Mission organizations advocating the rights of the poor, industrial workers, farmers, the urban poor and pollution victims also suffer constant pressure from the powers-that-be. Evangelistic work among the workers, for example, is tolerated, but education, conscientization, organization and advocacy of labor rights are not. In fact, there is now a legal provision to prevent any influence by so-called third parties, for example, Christian mission organizations, in labor disputes. This restricts the mission of the churches among the workers. Mission organizations which act for the workers are branded by the public media as "impure elements" or "pro-communist groups" in an attempt to isolate the churches’ mission among the workers from public opinion.

Christian mission among students and intellectuals is also persecuted. Christian student groups on campuses are free to do evangelistic work; but as soon as they show concern for human rights or other socio-political issues, their activities are harassed and restricted. The Korean Student Christian Federation and its activities are under a defacto ban on campus. Activities by Christian intellectuals, including study and research, the collection of materials, writing and publication, are also under constant pressure from the authorities, and theological work comes under public attack for any content dealing with socio- economic, political or cultural issues.
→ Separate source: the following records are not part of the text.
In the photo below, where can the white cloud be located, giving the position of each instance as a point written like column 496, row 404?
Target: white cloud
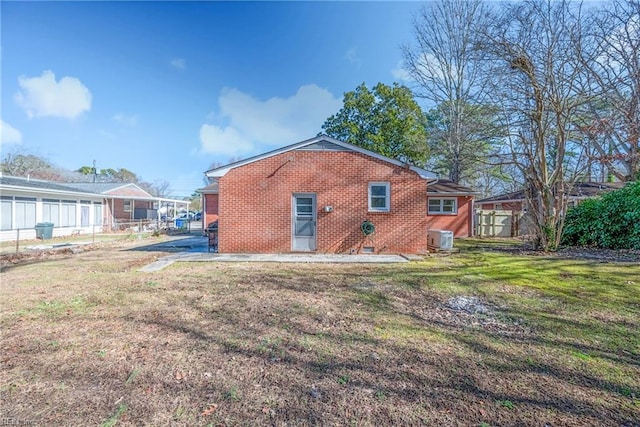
column 246, row 125
column 43, row 96
column 126, row 120
column 9, row 134
column 352, row 56
column 400, row 74
column 179, row 63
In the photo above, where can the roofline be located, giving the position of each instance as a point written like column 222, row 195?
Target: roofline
column 50, row 191
column 222, row 171
column 457, row 193
column 501, row 201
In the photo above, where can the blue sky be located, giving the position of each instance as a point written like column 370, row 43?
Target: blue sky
column 166, row 88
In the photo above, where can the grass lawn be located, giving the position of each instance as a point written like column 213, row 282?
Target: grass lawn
column 485, row 337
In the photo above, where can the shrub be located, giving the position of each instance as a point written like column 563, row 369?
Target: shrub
column 611, row 221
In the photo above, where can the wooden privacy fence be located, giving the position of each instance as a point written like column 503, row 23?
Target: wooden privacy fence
column 497, row 223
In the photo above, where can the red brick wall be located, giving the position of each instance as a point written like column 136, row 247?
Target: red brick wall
column 255, row 204
column 210, row 209
column 461, row 224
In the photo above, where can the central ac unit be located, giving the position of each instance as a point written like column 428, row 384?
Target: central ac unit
column 441, row 239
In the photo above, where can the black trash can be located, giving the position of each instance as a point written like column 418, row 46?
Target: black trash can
column 44, row 230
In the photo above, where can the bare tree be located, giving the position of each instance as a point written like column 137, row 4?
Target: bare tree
column 442, row 61
column 611, row 123
column 539, row 86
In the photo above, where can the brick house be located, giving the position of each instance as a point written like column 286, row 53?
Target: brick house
column 450, row 207
column 314, row 196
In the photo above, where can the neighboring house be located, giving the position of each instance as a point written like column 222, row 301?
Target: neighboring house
column 209, row 204
column 315, row 196
column 505, row 215
column 72, row 207
column 450, row 207
column 516, row 201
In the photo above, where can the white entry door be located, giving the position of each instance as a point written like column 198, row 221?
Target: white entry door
column 304, row 222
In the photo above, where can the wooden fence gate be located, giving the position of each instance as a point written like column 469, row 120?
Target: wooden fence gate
column 497, row 223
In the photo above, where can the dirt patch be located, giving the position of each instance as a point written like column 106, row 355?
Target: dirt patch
column 87, row 340
column 602, row 255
Numerous cases can be cited. The persistent violation and restriction of religious freedom is related to the involvement of religion with social issues - an involvement based on religious convictions. The Korean church refers to this question as the "problem of freedom of mission." Traditionally, the mission of the Church was understood primarily as evangelistic activities. In the Constitution of the Republic of Korea, religious freedom is upheld: public worship, prayer and other religious activities, such as religious propagation, are freely permitted. However, those religious convictions and practices that call for support of human rights and the social and cultural rights of the people are restricted and under constant pressure. This is the consistent pattern of violations and restrictions of the freedom of religion in Korea in recent years.

In this environment, the churches and the State are in constant conflict and tension over the interpretation of mission.19 One time a government representative even ventured an interpretation of the Scriptures; and another time, another government official tried to define the role of the churches in Korean history. This is certainly a violation of the doctrine of separation of Church and State. The authorities seek to define this doctrine in order to limit and restrict religious freedom, rather than to guarantee it.

There are several ways for the ruling powers to limit and restrict religious freedom. Certain legal measures are routinely used, for example, security-related laws, which contain some clauses allowing for the suspension of human rights in extraordinary circumstances. These provisions are characterized by ambiguous definitions20 of the extraordinary circumstances and the boundaries of violation of the law. This opens the door to the "liberal and convenient" use of this law to fabricate cases with the intention of suppressing certain persons or groups. Other legal measures, such as the criminal code and special measures, are also used to suppress and restrict human rights, including religious rights.

Closely related to the above is the due process of law. Illegal arrests, detentions for periods of interrogation without lawyers and in isolation and torture are often used to intimidate, to extract confessions and to punish.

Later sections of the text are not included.